Officials from the UAE identified Kushner as early as the spring of 2017 as particularly manipulable because of his family’s search for investors in their real estate company, current and former officials said.

Officials at the embassies of China, Israel and the UAE did not respond to requests for comment.

Kushner’s lack of a final security clearance has drawn scrutiny in recent weeks. He had an interim clearance that gives him access to information at the top-secret level, as well as more highly classified information, such as the president’s daily intelligence briefing. But the application for his final clearance dragged on for more than a year. The downgrading of his interim clearance from top secret to secret was first reported by Politico.

Kushner has repeatedly amended his SF-86 form detailing his contacts with foreign persons. Not fully disclosing foreign contacts ordinarily would result in a clearance being denied, experts said.
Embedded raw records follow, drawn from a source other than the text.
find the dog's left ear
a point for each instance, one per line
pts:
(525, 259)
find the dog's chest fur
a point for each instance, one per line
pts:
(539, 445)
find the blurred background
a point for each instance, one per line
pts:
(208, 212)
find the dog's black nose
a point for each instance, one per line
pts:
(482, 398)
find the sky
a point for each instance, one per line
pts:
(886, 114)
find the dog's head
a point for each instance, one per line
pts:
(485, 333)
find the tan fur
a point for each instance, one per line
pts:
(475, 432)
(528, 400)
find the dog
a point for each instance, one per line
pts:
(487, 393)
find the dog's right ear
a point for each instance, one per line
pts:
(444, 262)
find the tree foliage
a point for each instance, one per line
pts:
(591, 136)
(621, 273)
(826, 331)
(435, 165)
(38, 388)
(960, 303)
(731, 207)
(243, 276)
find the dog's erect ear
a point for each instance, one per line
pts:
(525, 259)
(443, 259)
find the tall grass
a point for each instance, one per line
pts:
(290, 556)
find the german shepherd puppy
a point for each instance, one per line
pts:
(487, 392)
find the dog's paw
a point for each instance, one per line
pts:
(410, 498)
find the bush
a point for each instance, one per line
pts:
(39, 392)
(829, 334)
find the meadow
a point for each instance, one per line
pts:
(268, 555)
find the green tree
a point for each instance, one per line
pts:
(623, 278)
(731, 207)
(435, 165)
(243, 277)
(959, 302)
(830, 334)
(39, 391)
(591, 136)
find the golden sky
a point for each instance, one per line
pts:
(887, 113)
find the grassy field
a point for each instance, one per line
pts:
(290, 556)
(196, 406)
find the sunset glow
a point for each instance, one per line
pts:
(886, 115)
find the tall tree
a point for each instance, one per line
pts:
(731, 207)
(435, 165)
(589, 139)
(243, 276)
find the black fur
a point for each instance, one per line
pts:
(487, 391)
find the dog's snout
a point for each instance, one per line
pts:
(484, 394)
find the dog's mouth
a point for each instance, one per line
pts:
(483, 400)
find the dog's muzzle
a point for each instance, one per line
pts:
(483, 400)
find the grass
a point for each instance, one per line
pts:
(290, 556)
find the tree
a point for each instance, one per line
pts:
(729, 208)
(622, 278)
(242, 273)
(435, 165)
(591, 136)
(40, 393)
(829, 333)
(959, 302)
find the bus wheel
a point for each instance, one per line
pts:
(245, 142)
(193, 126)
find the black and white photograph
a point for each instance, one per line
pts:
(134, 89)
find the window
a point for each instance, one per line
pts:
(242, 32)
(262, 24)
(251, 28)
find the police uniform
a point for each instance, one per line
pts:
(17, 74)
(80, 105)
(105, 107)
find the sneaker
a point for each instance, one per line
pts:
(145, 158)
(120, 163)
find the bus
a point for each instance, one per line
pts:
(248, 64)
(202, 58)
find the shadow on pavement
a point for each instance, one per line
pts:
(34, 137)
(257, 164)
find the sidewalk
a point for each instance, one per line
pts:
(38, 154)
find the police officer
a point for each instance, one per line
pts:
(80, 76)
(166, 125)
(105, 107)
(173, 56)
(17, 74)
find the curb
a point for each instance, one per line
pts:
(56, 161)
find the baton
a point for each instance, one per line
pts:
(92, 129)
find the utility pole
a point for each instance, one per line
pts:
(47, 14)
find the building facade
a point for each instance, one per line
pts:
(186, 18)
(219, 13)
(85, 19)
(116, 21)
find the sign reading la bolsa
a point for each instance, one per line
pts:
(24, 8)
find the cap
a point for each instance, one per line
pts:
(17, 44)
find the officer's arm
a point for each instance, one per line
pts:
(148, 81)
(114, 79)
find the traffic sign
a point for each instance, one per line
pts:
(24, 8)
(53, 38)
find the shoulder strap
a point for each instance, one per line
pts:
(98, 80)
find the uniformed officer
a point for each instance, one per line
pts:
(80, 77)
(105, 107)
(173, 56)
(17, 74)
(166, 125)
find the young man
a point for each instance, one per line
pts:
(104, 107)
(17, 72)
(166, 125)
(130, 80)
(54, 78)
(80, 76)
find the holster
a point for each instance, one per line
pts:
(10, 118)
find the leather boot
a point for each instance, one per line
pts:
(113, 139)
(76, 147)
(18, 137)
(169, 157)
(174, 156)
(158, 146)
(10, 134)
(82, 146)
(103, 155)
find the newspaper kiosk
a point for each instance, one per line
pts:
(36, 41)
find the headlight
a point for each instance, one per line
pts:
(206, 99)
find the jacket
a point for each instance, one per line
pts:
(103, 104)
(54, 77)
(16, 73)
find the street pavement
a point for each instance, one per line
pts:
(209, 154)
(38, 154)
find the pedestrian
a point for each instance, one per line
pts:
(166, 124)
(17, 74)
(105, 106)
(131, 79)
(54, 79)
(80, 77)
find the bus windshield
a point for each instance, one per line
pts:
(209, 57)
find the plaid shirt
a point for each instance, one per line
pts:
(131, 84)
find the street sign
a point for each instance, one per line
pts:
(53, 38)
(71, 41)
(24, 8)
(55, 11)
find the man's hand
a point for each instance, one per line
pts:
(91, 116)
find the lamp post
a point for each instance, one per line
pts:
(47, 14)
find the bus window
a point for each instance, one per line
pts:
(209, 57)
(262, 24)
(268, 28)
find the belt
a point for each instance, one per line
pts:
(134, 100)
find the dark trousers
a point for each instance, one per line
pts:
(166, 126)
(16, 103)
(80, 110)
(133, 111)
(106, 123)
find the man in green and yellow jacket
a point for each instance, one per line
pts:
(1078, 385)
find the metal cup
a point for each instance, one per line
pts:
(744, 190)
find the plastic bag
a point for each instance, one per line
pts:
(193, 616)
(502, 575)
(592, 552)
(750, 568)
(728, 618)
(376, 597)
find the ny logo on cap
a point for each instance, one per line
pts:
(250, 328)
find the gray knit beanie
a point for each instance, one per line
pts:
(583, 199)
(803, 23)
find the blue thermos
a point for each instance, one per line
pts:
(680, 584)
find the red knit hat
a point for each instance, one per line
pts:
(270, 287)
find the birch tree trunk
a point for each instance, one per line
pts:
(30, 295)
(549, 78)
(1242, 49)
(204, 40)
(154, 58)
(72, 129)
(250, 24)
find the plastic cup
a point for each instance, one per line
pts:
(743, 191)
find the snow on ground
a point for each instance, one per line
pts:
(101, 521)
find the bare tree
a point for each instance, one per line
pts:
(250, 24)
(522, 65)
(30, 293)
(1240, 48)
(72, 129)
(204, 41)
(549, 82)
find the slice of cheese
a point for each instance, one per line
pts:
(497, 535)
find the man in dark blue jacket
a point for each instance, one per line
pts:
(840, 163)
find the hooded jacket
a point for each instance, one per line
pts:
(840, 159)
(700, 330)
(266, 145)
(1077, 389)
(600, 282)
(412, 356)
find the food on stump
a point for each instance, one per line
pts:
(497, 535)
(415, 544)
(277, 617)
Actually, it normally results in being shown the door, and if you lied on your SF-86 form, it results in your being prosecuted. Matthew Rozsa at Salon asks the right question: People go to jail for lying on security clearance forms. Why hasn’t Jared Kushner?

President Donald Trump’s son-in-law Jared Kushner has seemingly benefited from a double-standard when it comes to the number of errors he has made on his security clearance questionnaire. And it looks like Fox News host Shepard Smith may be the only anchor on the pro-Trump network that’s taking this potential ethical dilemma seriously.

“There’s a Kushner problem at the White House,” Smith announced Wednesday. And, again the next day, he continued to raise red flags to Fox News viewers.

“Jared Kushner submitted his application – his ‘SF-86’ as they call it – and did not include 100 contacts with foreigners, and then later had to go back and include them. But then later he did not include the meeting at Trump Tower with the Russian lawyer and the Russian translator. He didn’t include that. So that was another amendment to this thing,” Smith told his viewers on Thursday. “And that took this past June.”

Smith also asked his guest, Alayna Treene of Axios, about her thoughts on the ostensibly lax approach being applied to Kushner.

“An omission for most people, when you fill out as ‘SF-86,’ can be a crime punishable by prison. Not in this case, apparently, but it can be, right?” Smith asked Treene.

“Right. No, exactly. I think that what happened here was there’s a lot that had to be revised, sent back,” Treene told Smith.

As of October, Kushner had been forced to submit four addenda containing more than 100 omissions and errors on his security clearance questionnaire, according to CNN. When Rep. Raja Krishnamoorthi, D-Ill., brought this matter to the attention of Charles Phalen that month, the director of the National Background Investigations Bureau within the Office of Personnel Management, he asked whether it was normal for someone to maintain their security clearance after so many errors had been found.

While Phalen could not speak to all security clearance applications, he conceded that he had “never seen that level of mistakes” himself.

Although Kushner is operating with an interim security clearance, he has not been able to secure a full top-level security clearance, in part due to the ongoing probe lead by Special Counsel Robert Mueller, according to CNN. As part of his investigation, Mueller is reviewing Kushner’s alleged contacts — financial or otherwise — with Russians and other foreigners, and it is unlikely he would be cleared during that time.

If Kushner lied on his SF-86, he should be prosecuted, not downgraded and compartmentalized from highly classified intelligence. Don’t coddle this punk in what is a gross example of nepotism.

1 thought on “‘The Kush’ loses his security clearance – if he lied on his SF-86, he should be prosecuted”

  1. If it was someone in the Obama White House….

    Do a web search on “Kushner fraud”. Bring a lunch.

    Charles Kushner, Little Jared’s daddy, is a peach.